The Anthropocene Project. An Opening, Jan Zalasiewicz, Photo: Sebastian Bolesch
The Anthropocene Project. An Opening, Metabolic Kitchen: Time to Cook, Photo: Joachim Loch

Jan 10–13, 2013

The Anthropocene Project. An Opening

Dialogues, Keynotes, Island, Roundtables, Lecture Performances, Artistic Interventions, Research Forum

Jan 10–13, 2013

All events simultaneous translation German-English

'Nature as we know it is a concept that belongs to the past. No longer a force separate from and ambivalent to human activity, nature is neither an obstacle nor a harmonious other. Humanity forms nature. Humanity finds itself embedded within the recent geological record.' This is the core premise of the Anthropocene thesis, announcing a paradigm shift in the natural sciences as well as providing new models for culture, politics, and everyday life.

Over the next two years, the HKW – in cooperation with the Max-Planck-Society, Deutsches Museum, Rachel Carson Center for Environment and Society, and the Institute for Advanced Sustainability Studies, Potsdam – will facilitate an exploration of this hypothesis’ manifold implications for research, science, and art.
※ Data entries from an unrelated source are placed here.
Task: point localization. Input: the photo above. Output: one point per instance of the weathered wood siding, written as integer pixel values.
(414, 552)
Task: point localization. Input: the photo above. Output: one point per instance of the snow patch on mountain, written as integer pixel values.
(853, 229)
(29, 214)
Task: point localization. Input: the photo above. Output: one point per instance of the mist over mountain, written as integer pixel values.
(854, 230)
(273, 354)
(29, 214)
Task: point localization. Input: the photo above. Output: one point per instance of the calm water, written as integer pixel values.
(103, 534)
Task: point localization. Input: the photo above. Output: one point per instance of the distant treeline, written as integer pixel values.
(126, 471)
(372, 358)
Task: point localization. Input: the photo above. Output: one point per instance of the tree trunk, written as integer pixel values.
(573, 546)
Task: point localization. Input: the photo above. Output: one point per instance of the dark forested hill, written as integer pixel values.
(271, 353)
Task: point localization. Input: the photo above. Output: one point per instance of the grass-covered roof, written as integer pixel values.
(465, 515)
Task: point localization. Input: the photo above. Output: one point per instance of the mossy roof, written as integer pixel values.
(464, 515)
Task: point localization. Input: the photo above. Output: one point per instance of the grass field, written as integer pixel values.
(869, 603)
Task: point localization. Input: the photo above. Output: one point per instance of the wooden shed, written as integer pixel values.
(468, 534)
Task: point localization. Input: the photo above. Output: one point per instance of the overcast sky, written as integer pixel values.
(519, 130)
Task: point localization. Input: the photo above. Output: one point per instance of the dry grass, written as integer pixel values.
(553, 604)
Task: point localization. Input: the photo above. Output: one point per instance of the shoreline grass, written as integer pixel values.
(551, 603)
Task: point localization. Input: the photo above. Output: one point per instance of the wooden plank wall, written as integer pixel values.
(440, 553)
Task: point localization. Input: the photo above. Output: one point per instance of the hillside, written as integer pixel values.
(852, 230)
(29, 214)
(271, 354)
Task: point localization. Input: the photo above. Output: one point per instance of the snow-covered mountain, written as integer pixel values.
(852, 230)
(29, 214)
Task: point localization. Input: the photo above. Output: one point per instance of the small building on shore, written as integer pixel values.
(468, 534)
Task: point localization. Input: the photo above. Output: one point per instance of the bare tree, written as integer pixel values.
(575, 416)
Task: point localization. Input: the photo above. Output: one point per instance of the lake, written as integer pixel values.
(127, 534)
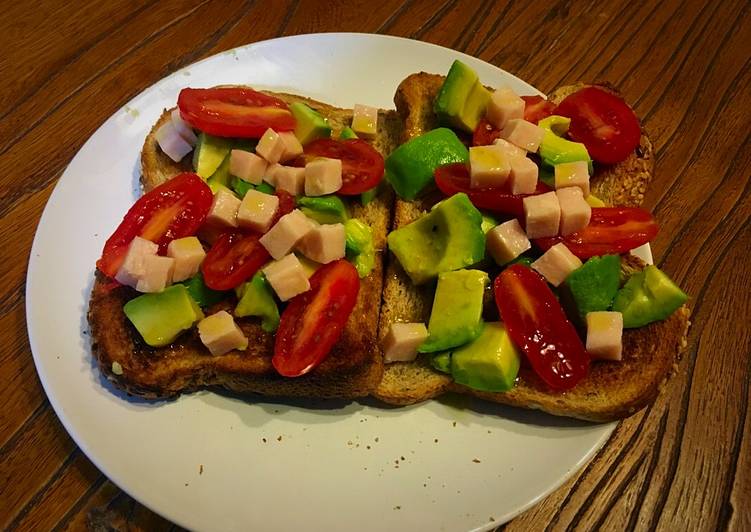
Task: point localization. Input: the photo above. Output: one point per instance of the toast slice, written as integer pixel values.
(352, 369)
(612, 390)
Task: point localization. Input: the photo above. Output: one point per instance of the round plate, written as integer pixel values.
(212, 461)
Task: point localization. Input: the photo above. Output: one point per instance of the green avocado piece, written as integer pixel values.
(456, 316)
(648, 296)
(591, 287)
(310, 124)
(447, 238)
(359, 247)
(324, 209)
(490, 363)
(410, 167)
(256, 299)
(160, 317)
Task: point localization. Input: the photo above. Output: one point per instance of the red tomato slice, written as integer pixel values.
(314, 320)
(234, 112)
(536, 108)
(537, 324)
(233, 259)
(603, 122)
(454, 178)
(174, 209)
(362, 165)
(610, 230)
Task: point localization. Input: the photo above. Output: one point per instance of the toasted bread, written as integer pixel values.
(612, 390)
(352, 369)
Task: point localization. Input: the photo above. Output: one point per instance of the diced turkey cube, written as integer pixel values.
(507, 241)
(605, 335)
(270, 146)
(291, 179)
(542, 214)
(324, 243)
(223, 210)
(523, 134)
(247, 166)
(504, 105)
(402, 341)
(132, 268)
(488, 167)
(323, 176)
(292, 146)
(365, 120)
(188, 254)
(556, 264)
(575, 211)
(257, 211)
(575, 174)
(287, 277)
(286, 233)
(221, 334)
(157, 273)
(523, 175)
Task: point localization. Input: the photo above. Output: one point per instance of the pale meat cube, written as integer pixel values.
(220, 334)
(286, 233)
(247, 166)
(556, 264)
(488, 167)
(323, 176)
(575, 174)
(402, 341)
(523, 175)
(188, 254)
(157, 274)
(542, 214)
(290, 179)
(507, 241)
(523, 134)
(132, 268)
(605, 335)
(575, 211)
(365, 121)
(287, 277)
(504, 105)
(270, 146)
(324, 243)
(257, 211)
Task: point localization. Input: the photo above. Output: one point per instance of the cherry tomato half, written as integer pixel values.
(610, 230)
(537, 325)
(174, 209)
(603, 122)
(234, 112)
(314, 320)
(233, 259)
(362, 165)
(454, 178)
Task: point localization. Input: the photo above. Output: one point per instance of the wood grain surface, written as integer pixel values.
(682, 464)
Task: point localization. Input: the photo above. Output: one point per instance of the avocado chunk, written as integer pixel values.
(456, 316)
(160, 317)
(591, 287)
(310, 124)
(359, 248)
(324, 209)
(490, 363)
(462, 99)
(447, 238)
(256, 299)
(410, 167)
(648, 296)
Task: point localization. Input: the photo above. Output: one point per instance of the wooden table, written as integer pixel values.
(684, 463)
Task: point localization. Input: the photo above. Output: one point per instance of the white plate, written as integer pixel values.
(216, 462)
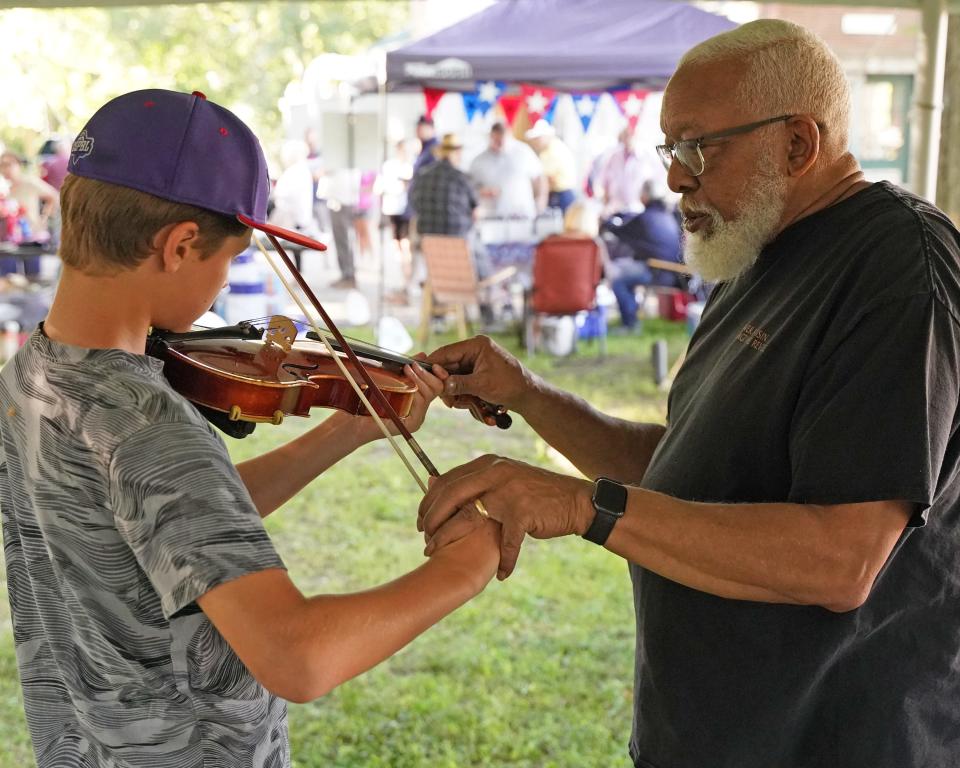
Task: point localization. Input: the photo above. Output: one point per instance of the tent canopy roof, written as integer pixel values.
(563, 44)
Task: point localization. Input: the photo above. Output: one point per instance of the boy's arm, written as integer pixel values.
(277, 476)
(301, 648)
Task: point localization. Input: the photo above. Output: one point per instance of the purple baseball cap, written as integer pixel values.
(183, 148)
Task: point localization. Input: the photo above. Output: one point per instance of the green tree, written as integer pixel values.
(60, 65)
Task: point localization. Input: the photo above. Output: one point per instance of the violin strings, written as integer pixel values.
(343, 369)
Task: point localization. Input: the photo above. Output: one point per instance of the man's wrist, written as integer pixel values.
(584, 505)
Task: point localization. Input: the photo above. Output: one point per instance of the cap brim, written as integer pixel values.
(284, 234)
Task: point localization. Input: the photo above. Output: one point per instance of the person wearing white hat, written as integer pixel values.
(559, 164)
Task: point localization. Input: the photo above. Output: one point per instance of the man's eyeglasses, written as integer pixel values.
(688, 154)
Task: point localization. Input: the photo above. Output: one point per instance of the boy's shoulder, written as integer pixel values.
(107, 395)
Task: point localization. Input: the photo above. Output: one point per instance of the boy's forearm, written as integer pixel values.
(345, 635)
(275, 477)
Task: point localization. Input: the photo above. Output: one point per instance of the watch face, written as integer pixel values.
(610, 496)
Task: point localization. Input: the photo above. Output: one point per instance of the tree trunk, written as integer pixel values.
(948, 174)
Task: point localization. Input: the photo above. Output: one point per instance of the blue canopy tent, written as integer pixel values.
(574, 45)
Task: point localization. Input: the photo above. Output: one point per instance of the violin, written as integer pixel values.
(242, 375)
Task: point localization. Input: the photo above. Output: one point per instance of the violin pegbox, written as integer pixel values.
(281, 331)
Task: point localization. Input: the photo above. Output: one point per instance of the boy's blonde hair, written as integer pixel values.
(107, 228)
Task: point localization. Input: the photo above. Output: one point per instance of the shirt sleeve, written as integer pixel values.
(181, 506)
(877, 414)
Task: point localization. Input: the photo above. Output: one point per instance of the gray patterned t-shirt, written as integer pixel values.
(120, 507)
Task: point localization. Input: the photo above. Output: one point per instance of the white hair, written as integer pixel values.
(789, 70)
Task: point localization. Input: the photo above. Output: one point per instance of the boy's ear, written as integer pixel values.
(804, 144)
(173, 243)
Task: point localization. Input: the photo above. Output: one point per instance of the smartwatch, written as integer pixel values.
(610, 501)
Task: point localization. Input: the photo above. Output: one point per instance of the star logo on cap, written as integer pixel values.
(82, 146)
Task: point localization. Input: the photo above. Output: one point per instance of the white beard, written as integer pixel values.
(724, 250)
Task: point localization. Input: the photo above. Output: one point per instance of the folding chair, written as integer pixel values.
(452, 284)
(566, 273)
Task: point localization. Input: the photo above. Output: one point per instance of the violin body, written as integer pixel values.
(260, 381)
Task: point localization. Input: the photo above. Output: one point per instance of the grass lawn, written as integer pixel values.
(537, 671)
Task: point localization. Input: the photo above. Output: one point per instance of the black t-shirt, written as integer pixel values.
(828, 373)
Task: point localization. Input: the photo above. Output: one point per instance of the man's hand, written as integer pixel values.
(481, 367)
(523, 499)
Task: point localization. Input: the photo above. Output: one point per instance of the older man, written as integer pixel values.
(792, 532)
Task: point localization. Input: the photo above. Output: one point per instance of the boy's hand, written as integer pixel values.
(476, 551)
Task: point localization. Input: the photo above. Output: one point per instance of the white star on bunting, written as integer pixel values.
(537, 103)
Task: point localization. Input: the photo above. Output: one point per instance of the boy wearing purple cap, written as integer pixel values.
(154, 622)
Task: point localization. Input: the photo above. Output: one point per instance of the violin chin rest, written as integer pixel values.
(222, 421)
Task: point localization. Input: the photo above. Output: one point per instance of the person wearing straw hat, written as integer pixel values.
(154, 621)
(559, 164)
(442, 195)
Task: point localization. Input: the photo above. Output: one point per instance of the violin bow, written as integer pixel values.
(364, 374)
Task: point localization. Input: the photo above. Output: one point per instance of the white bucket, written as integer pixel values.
(559, 333)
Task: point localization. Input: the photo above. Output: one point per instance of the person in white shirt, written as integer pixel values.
(508, 176)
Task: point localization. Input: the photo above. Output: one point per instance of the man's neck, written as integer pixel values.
(841, 180)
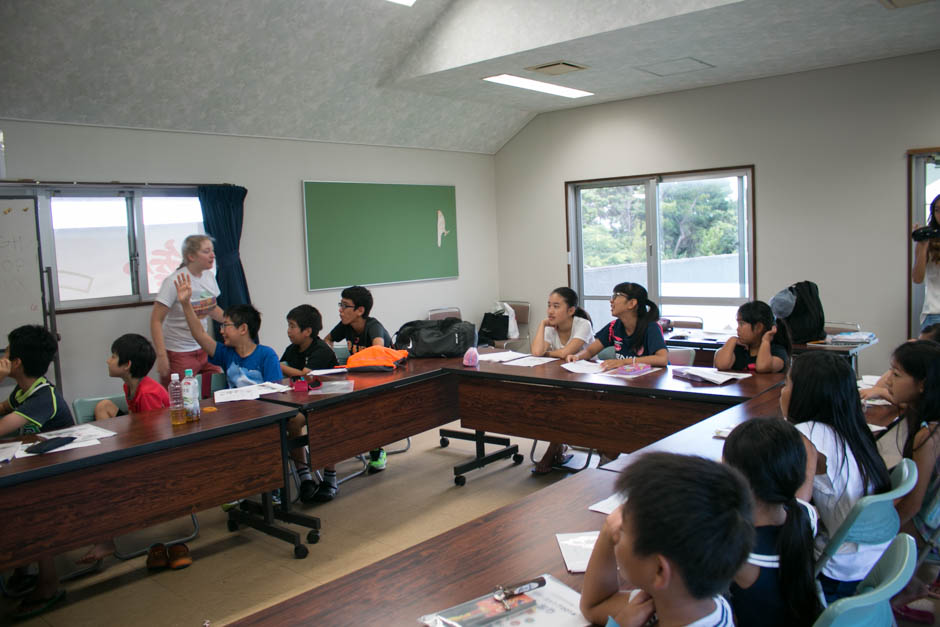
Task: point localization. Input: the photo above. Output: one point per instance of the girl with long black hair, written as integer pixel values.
(821, 398)
(776, 586)
(634, 332)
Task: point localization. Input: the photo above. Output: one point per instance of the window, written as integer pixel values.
(925, 186)
(686, 237)
(94, 240)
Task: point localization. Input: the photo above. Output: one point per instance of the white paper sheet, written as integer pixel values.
(530, 361)
(8, 450)
(584, 367)
(333, 387)
(81, 433)
(576, 548)
(608, 505)
(327, 371)
(503, 356)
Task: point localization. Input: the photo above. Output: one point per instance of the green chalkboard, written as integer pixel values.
(369, 233)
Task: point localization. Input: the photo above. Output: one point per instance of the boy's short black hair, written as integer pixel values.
(306, 317)
(245, 314)
(135, 348)
(695, 512)
(34, 346)
(360, 296)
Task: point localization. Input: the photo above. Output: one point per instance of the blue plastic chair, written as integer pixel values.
(873, 519)
(871, 603)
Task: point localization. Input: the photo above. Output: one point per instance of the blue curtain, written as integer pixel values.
(223, 209)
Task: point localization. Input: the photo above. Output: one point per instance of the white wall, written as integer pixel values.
(272, 247)
(830, 178)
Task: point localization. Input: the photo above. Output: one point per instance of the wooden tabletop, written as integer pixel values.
(513, 543)
(143, 433)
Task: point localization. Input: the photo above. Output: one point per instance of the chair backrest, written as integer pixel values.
(871, 603)
(681, 356)
(83, 409)
(873, 519)
(444, 312)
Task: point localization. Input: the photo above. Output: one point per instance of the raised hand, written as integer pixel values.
(184, 288)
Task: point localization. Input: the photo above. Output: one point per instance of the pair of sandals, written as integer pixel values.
(561, 458)
(174, 557)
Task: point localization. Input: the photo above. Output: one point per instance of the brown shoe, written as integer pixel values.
(179, 556)
(157, 557)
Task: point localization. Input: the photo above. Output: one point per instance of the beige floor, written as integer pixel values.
(236, 574)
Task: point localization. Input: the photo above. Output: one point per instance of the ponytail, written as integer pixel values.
(796, 579)
(646, 310)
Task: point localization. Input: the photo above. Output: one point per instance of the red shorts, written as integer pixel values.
(198, 362)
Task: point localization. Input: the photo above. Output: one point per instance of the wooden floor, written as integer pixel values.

The Anthropocene Project opens with an archipelago of thoughts, positions, and lines of debate. The Opening examines fundamental questions posed by and to the »age of mankind«. Renowned thinkers, artists, filmmakers, and academics from the natural sciences and the humanities gather within a series of dialogues, performances and island-stagings to negotiate and discuss this complex “post-Holocene” terrain from a variety of perspectives.

“Perspectives”, “Times”, “Gardens”, “Oikos”, and “Techné”— these are the five thematic islands where transdisciplinary encounters unfold a complex landscape of conversations and narratives. Departing from the narratives entangled within material and non-material “things”, invited participants present reflections on the intermingled status of humans and non-humans, addressing the aesthetic, political, and economic dimensions of the Anthropocene thesis. Who or what is the product and the producer? From what position and at what time can one consider the ever-mutating relationship between humanity and nature? Is it necessary to rethink the nature of economies, or should we assign nature its own economy? Where can the borders of an ever-expanding “planetary garden” be drawn? What technical means could or should be utilized in this transformative process?

Multiple routes and itineraries pass between these islands, linking and contrasting to trace out the conceptual landscape of the Anthropocene: KEYNOTES from diverse backgrounds will question the mobilizing power of the Anthropocene thesis for society, politics, philosophy, and design. In DIALOGUES, discussion partners from the natural sciences and humanities present a range of opinions and positions to controversial questions: is the Anthropocene a doomsday-device? Is it original? Is it legal? Is it a luxury? Is it beautiful? ROUNDTABLES bring together artistic and academic narratives to the fore. A RESEARCH FORUM debates transdisciplinary practices and research agendas within an Anthropocenic framework. LECTURE PERFORMANCES and artistic contributions engage with poetic cosmologies and Anthro¬pocenic models of the visual world. And a METABOLIC KITCHEN installed in the HKW Foyer stages a sensory experiment that considers metabolic processes.